Original Okinawan Karate/ Kempo included grappling in it's basic make up. If you want to learn more about grappling and ground fighting(for karate-do ka and kenshi they are two different things), then explore your kata in depth. The truth you seek is in there.

--Dave

:asian:


----------



## kroh (Sep 16, 2003)

Hey there All...

Being a well rounded fighter means that one should be able to act in offense/defense from all positions of movements.

Whatever you can do from your feet you should be able to do from kneeling and then sitting and then your back.   IS your back some where that you want to be...absolutely not.  However, being able to fight your way back up to your feet is essential if in this position.

One of the instructors we see yearly at our school ( W. "Hoch" Hochheim) has an excelent program that teaches fighting at all elevations.

www.hockscqc.com 

One of the previous posts hit the nail on the head though.  When the combat strategies for the systems that we study were created, almost all of them considered grappling.   Those movements are in the kata... Have your instructor point them out.  If he/she can't... Submit it to those on the forums from your system to point them out....Some one some where has seen the corect application...

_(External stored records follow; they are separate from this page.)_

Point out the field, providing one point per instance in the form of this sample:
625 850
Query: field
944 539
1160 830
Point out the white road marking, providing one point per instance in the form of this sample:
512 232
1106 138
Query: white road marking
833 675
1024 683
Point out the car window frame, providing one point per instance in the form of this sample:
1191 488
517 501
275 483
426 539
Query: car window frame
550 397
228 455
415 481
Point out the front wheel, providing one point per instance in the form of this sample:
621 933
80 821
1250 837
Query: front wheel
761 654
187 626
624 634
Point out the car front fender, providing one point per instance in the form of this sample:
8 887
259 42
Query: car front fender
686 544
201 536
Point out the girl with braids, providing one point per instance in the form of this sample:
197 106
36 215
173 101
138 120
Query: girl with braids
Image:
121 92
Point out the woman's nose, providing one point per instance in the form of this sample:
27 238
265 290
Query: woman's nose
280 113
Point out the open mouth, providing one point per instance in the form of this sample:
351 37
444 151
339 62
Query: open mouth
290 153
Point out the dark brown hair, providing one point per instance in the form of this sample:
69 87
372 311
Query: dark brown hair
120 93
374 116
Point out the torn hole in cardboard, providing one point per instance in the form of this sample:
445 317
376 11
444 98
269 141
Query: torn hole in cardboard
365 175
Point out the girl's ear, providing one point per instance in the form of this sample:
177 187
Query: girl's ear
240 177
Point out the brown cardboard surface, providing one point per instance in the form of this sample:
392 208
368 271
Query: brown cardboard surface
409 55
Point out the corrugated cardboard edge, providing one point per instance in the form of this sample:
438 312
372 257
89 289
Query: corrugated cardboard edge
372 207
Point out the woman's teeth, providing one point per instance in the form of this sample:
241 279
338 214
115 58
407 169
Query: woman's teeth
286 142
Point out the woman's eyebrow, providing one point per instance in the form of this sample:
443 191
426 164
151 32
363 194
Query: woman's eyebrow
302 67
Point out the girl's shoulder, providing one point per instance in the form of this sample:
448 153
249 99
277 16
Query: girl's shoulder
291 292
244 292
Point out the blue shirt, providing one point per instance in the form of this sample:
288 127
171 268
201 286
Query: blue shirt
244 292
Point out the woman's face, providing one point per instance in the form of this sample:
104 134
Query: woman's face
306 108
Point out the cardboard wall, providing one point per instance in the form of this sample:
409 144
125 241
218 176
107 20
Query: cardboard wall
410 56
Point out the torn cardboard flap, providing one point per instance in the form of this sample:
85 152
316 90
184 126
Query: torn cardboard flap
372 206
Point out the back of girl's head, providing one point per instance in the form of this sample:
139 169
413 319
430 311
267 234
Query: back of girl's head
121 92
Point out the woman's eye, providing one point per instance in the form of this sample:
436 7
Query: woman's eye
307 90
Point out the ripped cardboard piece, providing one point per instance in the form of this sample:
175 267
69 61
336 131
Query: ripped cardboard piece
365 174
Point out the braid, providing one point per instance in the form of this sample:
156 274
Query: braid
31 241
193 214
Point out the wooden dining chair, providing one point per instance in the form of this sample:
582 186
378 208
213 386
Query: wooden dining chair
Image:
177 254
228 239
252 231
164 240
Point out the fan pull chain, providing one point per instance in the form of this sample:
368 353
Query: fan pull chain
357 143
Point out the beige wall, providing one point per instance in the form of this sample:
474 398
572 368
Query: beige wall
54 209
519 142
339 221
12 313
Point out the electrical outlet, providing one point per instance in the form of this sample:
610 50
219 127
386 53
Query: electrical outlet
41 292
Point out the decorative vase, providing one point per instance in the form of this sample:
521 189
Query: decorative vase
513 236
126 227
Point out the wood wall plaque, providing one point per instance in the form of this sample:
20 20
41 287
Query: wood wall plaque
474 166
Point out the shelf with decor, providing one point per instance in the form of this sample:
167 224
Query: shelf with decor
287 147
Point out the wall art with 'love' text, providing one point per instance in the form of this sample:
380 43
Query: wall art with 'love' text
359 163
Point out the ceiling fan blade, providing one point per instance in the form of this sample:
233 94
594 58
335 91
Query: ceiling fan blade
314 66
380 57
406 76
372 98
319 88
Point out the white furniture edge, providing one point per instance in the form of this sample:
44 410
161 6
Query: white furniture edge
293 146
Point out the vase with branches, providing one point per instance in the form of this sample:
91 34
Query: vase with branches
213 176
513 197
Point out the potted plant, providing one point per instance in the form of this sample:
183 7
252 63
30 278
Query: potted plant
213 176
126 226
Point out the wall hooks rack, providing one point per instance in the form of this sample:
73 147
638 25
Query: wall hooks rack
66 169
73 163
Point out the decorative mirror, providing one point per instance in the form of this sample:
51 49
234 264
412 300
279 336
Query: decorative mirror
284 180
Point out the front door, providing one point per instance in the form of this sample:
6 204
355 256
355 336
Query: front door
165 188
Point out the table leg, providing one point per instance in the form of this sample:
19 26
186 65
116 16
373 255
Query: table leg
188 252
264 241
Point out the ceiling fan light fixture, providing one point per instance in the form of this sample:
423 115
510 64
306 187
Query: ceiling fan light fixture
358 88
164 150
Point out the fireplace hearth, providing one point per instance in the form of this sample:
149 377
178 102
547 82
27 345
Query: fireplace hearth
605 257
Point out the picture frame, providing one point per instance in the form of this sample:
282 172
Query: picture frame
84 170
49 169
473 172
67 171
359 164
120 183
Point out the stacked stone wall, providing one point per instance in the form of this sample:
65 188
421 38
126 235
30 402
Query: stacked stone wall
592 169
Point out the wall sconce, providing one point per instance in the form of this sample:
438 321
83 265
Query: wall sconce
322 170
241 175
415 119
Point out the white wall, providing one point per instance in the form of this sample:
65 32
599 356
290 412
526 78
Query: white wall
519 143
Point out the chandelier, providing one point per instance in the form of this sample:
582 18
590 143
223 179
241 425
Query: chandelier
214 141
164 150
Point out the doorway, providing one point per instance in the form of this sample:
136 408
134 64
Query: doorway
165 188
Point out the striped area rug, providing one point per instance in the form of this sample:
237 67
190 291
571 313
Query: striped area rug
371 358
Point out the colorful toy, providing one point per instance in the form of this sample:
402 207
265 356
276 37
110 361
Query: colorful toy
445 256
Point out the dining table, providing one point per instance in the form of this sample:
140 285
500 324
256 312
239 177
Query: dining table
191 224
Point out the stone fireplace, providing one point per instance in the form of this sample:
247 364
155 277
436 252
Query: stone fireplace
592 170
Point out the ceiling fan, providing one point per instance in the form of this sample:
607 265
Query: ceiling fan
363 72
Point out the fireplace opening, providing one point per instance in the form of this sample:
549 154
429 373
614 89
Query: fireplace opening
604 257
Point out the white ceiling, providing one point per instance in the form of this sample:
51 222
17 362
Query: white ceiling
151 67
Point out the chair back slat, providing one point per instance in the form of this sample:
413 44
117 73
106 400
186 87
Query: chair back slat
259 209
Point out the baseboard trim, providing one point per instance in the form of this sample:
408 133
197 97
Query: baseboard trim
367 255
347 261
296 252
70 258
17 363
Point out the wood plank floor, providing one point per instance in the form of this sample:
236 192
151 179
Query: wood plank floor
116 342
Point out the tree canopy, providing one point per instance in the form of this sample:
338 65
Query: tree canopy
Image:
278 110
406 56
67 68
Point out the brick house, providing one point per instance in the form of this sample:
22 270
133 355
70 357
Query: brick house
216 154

This is the Net after all...

thanx for the minute
WalTartyon:


----------



## Shiatsu (Sep 18, 2003)

Kajukenbo karate definately incorporates grappling.  I believe some of the okinawan styles do a little bit as well.


----------



## kroh (Sep 18, 2003)

Hey there...

At the school where I train there is a system of Okinawan Karate-do called Uechi-ryu.   We see the kata for the system being trained all the time.  The Bunkai for the kata absolutely contains elements of throwing an oponent down and finishing them off.

you probably won't see any of these guys wrestling in the gaurd but the elements of fight by any means necessary are there in the kata.

Thanx for the minute...
WalT


----------



## D.Cobb (Sep 19, 2003)

*NAIHANCHI SHODAN*? , Shotokan people call it Tekki, and I'm sure that there are other names in other styles for it as well.

Haven't you ever wondered about the fact that it is only 2 dimensional? If you are on your back, and unable to get up, there are only 2 dimensions available to you. Same if you are on top of your opponent, and he is holding you down.

--Dave

:asian:


----------



## BushidoUK (Dec 16, 2003)

The style I train in is a freestyle system. (not competition focused). I was lucky enough to be taught by someone who was also dan graded in Jui Jitsu and he incorporated this into the syllabus. 
The traditional katas made so much more sense when more of the jui jitsu was used used as well as the karate. Sparring was also improved as the closer range gave more possibilities.
The two styles he was taught merged together almost seamlessly. We'll never be as good as a solid Jui Jitsu club who only practice in grappling but for an extension to karate I would recommend any karateka to include some form of grappling into their training.
Humility is a must, however. We have had guest instructors teach at the club and even their yellow belts could teach us a thing or two.


----------



## chaosomega (Dec 16, 2003)

> _Originally posted by Kempojujutsu _
> *Every one in the MMA says its worthless. But the Horse stance is what you do when you have someone in the mount, side mount or  even the guard. How about standing arm bar, legs are wide and you drop your body weigh to apply that lock.
> Bob :asian: *



I know a takedown called the "Horse Stance Slam"...


----------